Core Concepts
Organization
A boundary for users and workspaces. All activity is scoped within an organization, including access control, resource limits, and usage tracking. Organizations isolate teams and environments while sharing a common governance layer.
Workspace
An isolated execution environment provisioned on demand. Each workspace runs independently with its own compute, storage, and security boundary. Workspaces persist until explicitly deleted, allowing agents and applications to create and use them without affecting other workloads.
Connection
A configuration for a data source (for example, Postgres, Snowflake, BigQuery, or SaaS APIs). Connections are created within a workspace and used to discover and query tables. Each connection has a unique ID and operates through controlled, read-only access. Schema discovery and metadata are cached for faster access.
Datasets
Materialized results of queries or uploaded files. Datasets represent a snapshot of data at a point in time and are stored locally for reuse. They can be queried, joined, and transformed without re-accessing the original source. This reduces latency and avoids repeated scans of upstream systems.
Secrets
Credentials used by connections (passwords, tokens, API keys). Secrets are securely stored and scoped to a workspace. Values are never returned by read APIs and are injected only at execution time. This prevents leakage while allowing dynamic access to external systems.
Saved Queries
Reusable query definitions that can be executed multiple times.
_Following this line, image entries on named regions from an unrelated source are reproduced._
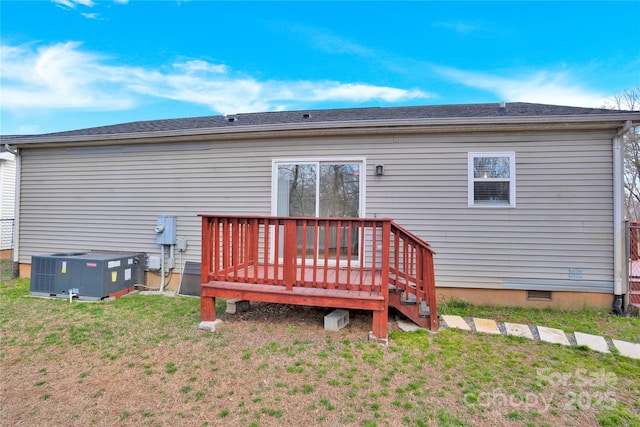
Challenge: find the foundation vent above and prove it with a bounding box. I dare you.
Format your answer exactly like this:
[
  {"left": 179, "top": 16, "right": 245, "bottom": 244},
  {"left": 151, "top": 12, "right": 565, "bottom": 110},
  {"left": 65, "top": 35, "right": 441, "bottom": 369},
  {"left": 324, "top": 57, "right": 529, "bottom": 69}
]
[{"left": 527, "top": 291, "right": 551, "bottom": 301}]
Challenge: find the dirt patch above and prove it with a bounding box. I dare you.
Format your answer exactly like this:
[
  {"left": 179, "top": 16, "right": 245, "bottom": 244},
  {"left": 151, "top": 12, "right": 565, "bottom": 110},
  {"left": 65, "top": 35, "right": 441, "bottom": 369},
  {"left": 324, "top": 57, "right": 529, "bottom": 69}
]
[{"left": 0, "top": 294, "right": 626, "bottom": 426}]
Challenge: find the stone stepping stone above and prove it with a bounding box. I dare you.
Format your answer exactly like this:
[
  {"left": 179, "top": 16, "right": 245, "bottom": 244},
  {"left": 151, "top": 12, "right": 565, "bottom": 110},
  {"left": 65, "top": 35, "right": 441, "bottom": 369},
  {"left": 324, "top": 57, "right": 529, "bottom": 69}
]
[
  {"left": 574, "top": 332, "right": 610, "bottom": 353},
  {"left": 504, "top": 322, "right": 533, "bottom": 340},
  {"left": 442, "top": 314, "right": 471, "bottom": 331},
  {"left": 611, "top": 340, "right": 640, "bottom": 359},
  {"left": 538, "top": 326, "right": 571, "bottom": 345},
  {"left": 473, "top": 317, "right": 501, "bottom": 335}
]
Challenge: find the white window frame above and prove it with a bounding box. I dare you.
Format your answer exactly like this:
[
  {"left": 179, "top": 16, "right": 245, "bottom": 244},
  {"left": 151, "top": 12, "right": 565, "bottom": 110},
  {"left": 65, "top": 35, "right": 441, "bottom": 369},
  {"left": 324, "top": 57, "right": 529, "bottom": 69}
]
[
  {"left": 271, "top": 157, "right": 367, "bottom": 218},
  {"left": 269, "top": 157, "right": 367, "bottom": 265},
  {"left": 467, "top": 151, "right": 516, "bottom": 209}
]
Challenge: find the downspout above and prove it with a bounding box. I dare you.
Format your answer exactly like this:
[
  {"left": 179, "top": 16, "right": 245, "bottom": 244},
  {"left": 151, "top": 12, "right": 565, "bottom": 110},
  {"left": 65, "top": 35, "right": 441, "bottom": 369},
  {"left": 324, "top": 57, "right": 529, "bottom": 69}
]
[
  {"left": 4, "top": 144, "right": 22, "bottom": 279},
  {"left": 611, "top": 120, "right": 633, "bottom": 316}
]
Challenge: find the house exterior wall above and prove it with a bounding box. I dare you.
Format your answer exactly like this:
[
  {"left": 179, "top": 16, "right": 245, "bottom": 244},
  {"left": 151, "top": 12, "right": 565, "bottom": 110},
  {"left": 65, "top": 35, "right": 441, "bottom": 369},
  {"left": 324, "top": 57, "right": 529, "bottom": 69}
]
[
  {"left": 0, "top": 152, "right": 16, "bottom": 250},
  {"left": 15, "top": 131, "right": 613, "bottom": 293}
]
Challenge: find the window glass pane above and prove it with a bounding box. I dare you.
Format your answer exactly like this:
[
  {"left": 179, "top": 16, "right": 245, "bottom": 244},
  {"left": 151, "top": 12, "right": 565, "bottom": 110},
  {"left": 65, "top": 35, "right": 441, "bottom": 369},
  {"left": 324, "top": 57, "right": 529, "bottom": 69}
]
[
  {"left": 278, "top": 164, "right": 317, "bottom": 216},
  {"left": 473, "top": 181, "right": 509, "bottom": 204},
  {"left": 320, "top": 163, "right": 360, "bottom": 218},
  {"left": 473, "top": 157, "right": 510, "bottom": 179}
]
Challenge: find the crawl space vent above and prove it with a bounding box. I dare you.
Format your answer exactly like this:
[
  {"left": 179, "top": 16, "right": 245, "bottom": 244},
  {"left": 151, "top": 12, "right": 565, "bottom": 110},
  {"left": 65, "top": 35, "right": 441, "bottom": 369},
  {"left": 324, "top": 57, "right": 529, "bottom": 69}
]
[{"left": 527, "top": 291, "right": 551, "bottom": 301}]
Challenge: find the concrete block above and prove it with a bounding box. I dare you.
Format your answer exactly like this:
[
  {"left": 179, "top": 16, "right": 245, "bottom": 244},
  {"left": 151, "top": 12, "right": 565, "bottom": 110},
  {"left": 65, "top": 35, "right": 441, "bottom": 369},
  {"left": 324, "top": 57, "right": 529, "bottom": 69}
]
[
  {"left": 442, "top": 314, "right": 471, "bottom": 331},
  {"left": 324, "top": 310, "right": 349, "bottom": 331},
  {"left": 473, "top": 317, "right": 500, "bottom": 335},
  {"left": 574, "top": 332, "right": 610, "bottom": 353},
  {"left": 504, "top": 322, "right": 533, "bottom": 340},
  {"left": 198, "top": 319, "right": 222, "bottom": 332},
  {"left": 227, "top": 299, "right": 249, "bottom": 314},
  {"left": 612, "top": 340, "right": 640, "bottom": 359},
  {"left": 538, "top": 326, "right": 571, "bottom": 345}
]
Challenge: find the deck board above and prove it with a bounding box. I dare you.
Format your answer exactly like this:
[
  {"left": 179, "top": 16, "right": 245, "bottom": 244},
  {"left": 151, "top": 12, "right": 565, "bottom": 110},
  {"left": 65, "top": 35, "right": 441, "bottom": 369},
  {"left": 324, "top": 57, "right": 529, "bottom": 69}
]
[{"left": 211, "top": 264, "right": 382, "bottom": 290}]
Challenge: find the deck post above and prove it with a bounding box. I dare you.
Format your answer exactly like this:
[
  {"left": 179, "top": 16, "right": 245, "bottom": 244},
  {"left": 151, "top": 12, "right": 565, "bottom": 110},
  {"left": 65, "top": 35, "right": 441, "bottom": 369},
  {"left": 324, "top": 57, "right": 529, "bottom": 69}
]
[
  {"left": 372, "top": 220, "right": 391, "bottom": 343},
  {"left": 284, "top": 219, "right": 298, "bottom": 291},
  {"left": 200, "top": 295, "right": 216, "bottom": 322}
]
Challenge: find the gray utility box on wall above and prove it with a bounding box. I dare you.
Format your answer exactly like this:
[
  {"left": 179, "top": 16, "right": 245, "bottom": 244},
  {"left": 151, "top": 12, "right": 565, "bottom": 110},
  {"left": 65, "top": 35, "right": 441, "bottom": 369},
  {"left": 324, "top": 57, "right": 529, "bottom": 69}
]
[{"left": 31, "top": 252, "right": 141, "bottom": 300}]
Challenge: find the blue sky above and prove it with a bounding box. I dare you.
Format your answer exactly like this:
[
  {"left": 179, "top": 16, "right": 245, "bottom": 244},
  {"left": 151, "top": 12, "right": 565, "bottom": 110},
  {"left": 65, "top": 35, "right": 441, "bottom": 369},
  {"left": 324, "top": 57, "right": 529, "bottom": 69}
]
[{"left": 0, "top": 0, "right": 640, "bottom": 135}]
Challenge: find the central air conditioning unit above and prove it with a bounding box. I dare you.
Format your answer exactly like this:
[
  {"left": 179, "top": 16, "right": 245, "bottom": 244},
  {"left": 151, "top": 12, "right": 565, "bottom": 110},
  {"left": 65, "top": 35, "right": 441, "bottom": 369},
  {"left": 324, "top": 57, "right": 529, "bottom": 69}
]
[{"left": 30, "top": 252, "right": 144, "bottom": 300}]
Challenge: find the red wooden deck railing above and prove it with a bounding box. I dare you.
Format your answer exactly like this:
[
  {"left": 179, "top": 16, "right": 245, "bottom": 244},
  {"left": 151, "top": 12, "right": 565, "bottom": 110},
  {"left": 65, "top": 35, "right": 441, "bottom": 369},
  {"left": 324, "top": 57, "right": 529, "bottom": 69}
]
[{"left": 201, "top": 215, "right": 438, "bottom": 339}]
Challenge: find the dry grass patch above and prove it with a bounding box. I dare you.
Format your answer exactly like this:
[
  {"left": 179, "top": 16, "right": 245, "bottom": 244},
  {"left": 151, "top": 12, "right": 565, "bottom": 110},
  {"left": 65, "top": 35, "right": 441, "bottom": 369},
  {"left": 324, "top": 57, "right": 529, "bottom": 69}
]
[{"left": 0, "top": 280, "right": 640, "bottom": 426}]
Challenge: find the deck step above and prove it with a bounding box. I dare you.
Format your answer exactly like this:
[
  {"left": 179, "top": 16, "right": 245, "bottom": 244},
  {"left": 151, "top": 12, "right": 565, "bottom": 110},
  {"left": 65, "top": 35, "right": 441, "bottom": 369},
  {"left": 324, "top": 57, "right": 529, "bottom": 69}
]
[{"left": 420, "top": 301, "right": 431, "bottom": 317}]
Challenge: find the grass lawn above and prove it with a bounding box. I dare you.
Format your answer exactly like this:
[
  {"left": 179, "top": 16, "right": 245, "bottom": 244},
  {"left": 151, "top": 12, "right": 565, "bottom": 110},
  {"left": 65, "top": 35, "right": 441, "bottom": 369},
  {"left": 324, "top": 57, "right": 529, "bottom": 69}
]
[{"left": 0, "top": 279, "right": 640, "bottom": 426}]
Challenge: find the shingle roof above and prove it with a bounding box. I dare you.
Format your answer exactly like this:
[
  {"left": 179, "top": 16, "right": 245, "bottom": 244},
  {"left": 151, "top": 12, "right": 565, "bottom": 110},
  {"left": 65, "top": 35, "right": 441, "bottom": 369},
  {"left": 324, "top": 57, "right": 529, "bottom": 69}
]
[{"left": 22, "top": 102, "right": 624, "bottom": 140}]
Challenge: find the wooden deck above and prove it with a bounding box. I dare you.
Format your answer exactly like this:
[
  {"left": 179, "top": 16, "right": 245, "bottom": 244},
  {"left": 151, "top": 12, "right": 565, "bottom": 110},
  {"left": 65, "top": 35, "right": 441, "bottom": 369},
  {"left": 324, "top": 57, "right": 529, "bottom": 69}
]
[{"left": 200, "top": 215, "right": 438, "bottom": 341}]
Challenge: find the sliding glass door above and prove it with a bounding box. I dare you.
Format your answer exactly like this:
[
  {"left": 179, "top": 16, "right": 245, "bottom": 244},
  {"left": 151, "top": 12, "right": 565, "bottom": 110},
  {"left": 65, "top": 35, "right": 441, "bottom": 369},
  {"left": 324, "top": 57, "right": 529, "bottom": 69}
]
[{"left": 274, "top": 161, "right": 363, "bottom": 262}]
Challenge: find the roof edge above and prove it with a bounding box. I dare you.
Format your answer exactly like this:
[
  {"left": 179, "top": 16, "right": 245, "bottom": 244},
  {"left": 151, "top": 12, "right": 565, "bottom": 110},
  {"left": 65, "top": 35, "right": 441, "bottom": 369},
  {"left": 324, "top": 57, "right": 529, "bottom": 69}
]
[{"left": 5, "top": 112, "right": 640, "bottom": 147}]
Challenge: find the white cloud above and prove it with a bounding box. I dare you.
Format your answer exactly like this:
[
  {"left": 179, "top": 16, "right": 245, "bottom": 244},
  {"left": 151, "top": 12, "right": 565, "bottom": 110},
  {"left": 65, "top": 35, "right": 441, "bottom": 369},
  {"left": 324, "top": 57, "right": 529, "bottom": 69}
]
[
  {"left": 0, "top": 42, "right": 429, "bottom": 113},
  {"left": 434, "top": 67, "right": 606, "bottom": 108},
  {"left": 51, "top": 0, "right": 95, "bottom": 9}
]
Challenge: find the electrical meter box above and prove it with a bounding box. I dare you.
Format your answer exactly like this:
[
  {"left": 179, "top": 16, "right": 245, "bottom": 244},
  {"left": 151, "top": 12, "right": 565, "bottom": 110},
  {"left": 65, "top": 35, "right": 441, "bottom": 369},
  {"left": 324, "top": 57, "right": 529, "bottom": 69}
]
[
  {"left": 30, "top": 252, "right": 140, "bottom": 300},
  {"left": 155, "top": 215, "right": 176, "bottom": 245}
]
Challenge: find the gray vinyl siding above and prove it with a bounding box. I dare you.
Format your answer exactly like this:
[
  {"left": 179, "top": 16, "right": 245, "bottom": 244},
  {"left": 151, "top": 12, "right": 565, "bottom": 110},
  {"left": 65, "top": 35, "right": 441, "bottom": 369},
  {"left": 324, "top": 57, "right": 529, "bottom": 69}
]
[{"left": 20, "top": 132, "right": 613, "bottom": 292}]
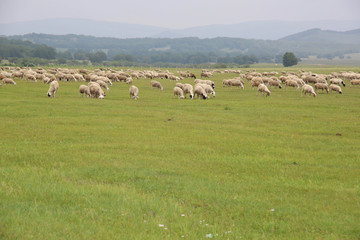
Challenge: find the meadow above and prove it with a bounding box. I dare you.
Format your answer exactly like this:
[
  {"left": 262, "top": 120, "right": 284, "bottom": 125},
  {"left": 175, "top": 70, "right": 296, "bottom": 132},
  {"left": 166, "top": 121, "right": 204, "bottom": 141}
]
[{"left": 0, "top": 67, "right": 360, "bottom": 239}]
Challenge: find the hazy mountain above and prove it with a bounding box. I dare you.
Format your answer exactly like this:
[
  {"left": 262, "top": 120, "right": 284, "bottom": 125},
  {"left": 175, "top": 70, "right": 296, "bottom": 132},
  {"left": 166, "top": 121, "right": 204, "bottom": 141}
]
[
  {"left": 156, "top": 21, "right": 360, "bottom": 40},
  {"left": 0, "top": 19, "right": 168, "bottom": 38},
  {"left": 0, "top": 19, "right": 360, "bottom": 40},
  {"left": 8, "top": 29, "right": 360, "bottom": 59},
  {"left": 280, "top": 28, "right": 360, "bottom": 45}
]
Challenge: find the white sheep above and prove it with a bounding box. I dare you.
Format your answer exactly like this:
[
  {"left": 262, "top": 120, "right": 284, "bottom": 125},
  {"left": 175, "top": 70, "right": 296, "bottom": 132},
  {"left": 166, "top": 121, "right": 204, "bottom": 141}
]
[
  {"left": 257, "top": 83, "right": 271, "bottom": 96},
  {"left": 129, "top": 85, "right": 139, "bottom": 100},
  {"left": 3, "top": 77, "right": 16, "bottom": 85},
  {"left": 150, "top": 80, "right": 164, "bottom": 91},
  {"left": 329, "top": 84, "right": 342, "bottom": 94},
  {"left": 88, "top": 82, "right": 106, "bottom": 99},
  {"left": 79, "top": 85, "right": 91, "bottom": 97},
  {"left": 195, "top": 83, "right": 215, "bottom": 97},
  {"left": 301, "top": 84, "right": 316, "bottom": 97},
  {"left": 194, "top": 85, "right": 209, "bottom": 99},
  {"left": 173, "top": 86, "right": 185, "bottom": 99},
  {"left": 47, "top": 81, "right": 59, "bottom": 97}
]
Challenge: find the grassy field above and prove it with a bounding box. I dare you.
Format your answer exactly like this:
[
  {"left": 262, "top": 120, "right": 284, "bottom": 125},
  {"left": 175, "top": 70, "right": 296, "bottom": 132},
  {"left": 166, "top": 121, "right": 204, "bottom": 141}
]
[{"left": 0, "top": 68, "right": 360, "bottom": 239}]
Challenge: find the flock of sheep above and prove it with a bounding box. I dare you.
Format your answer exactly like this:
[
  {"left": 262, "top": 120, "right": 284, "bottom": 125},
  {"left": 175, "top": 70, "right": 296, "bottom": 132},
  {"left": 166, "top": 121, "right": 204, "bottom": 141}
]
[{"left": 0, "top": 67, "right": 360, "bottom": 100}]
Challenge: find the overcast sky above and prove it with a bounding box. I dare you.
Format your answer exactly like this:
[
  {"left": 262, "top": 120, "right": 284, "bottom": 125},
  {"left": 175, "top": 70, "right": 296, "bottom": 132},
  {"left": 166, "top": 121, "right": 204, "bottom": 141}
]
[{"left": 0, "top": 0, "right": 360, "bottom": 29}]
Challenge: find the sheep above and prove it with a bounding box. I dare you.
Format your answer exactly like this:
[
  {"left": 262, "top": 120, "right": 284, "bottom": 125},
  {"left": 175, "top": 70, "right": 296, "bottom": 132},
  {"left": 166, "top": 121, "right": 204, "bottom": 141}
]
[
  {"left": 173, "top": 86, "right": 185, "bottom": 99},
  {"left": 195, "top": 83, "right": 215, "bottom": 97},
  {"left": 194, "top": 85, "right": 209, "bottom": 99},
  {"left": 301, "top": 84, "right": 316, "bottom": 97},
  {"left": 285, "top": 79, "right": 304, "bottom": 89},
  {"left": 47, "top": 81, "right": 59, "bottom": 97},
  {"left": 129, "top": 85, "right": 139, "bottom": 100},
  {"left": 79, "top": 85, "right": 91, "bottom": 97},
  {"left": 3, "top": 78, "right": 16, "bottom": 85},
  {"left": 329, "top": 84, "right": 342, "bottom": 94},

They capture logic without storing results, making them useful for standard transformations, recurring analysis, and agent workflows. Saved queries can be versioned and combined with datasets to build repeatable patterns.
Sessions
A workspace-scoped grouping for exploratory work. While a session is active, your activity is tied to it; datasets created in a session are deleted when the session ends, so keep anything you need long-term outside a session. Sessions can include markdown notes for context. Use the CLI hotdata sessions commands for create, switch, and nested runs; see CLI Reference — Sessions.
Schedules
Controls how and when data is refreshed. Data sources are refreshed daily by default, with support for custom schedules (cron-based or usage-driven). Frequently accessed datasets can be updated more aggressively, while less active data can be refreshed lazily to optimize cost and performance.
Persisted Results
Every query result is automatically stored in local storage. These results can be re-queried instantly, filtered, or joined without accessing the original source. This enables iterative workflows where each step builds on previous results. Persisted results also support time-based comparisons and replay.
Vector Search
Uses usearch for approximate nearest neighbor search. Optimized for AVX-512 SIMD execution, enabling high-throughput similarity search on CPUs without GPU dependency. Designed for real-time retrieval of embeddings (text, images, etc.), supporting large-scale inference workloads with low latency.
Full text search
Built-in ranked full-text retrieval. Indexed and SIMD-optimized for fast evaluation of term relevance. Supports phrase matching, token weighting, and ranking across large text corpora. Eliminates the need for external search systems while maintaining strong relevance and performance.
Geospatial Queries
Native support for spatial data types and operations such as distance calculations, containment checks, intersections, and bounding boxes. Enables location-aware filtering and joins within the same execution engine. Works alongside other query types, allowing spatial constraints to be combined with analytical, vector, and text queries.
OLAP (Analytical Queries)
Supports fast aggregations, filtering, and group-by operations over large datasets. Execution is vectorized and columnar, enabling efficient use of CPU and memory. Designed for analytical workloads where latency and throughput both matter.
Hybrid Queries
Combines multiple query types in a single execution plan. For example: full-text search → vector similarity → relational filtering → geospatial constraints → final row retrieval. This avoids coordinating multiple systems and keeps execution within a single low-latency path.
Joining Across Results
Query results can be treated as datasets and queried again. This allows joining across:
- previous query outputs
- different data sources
- time-based snapshots
This model supports iterative computation, where each step refines the result without recomputing from the original data. It enables complex workflows to be expressed as a sequence of lightweight, composable queries.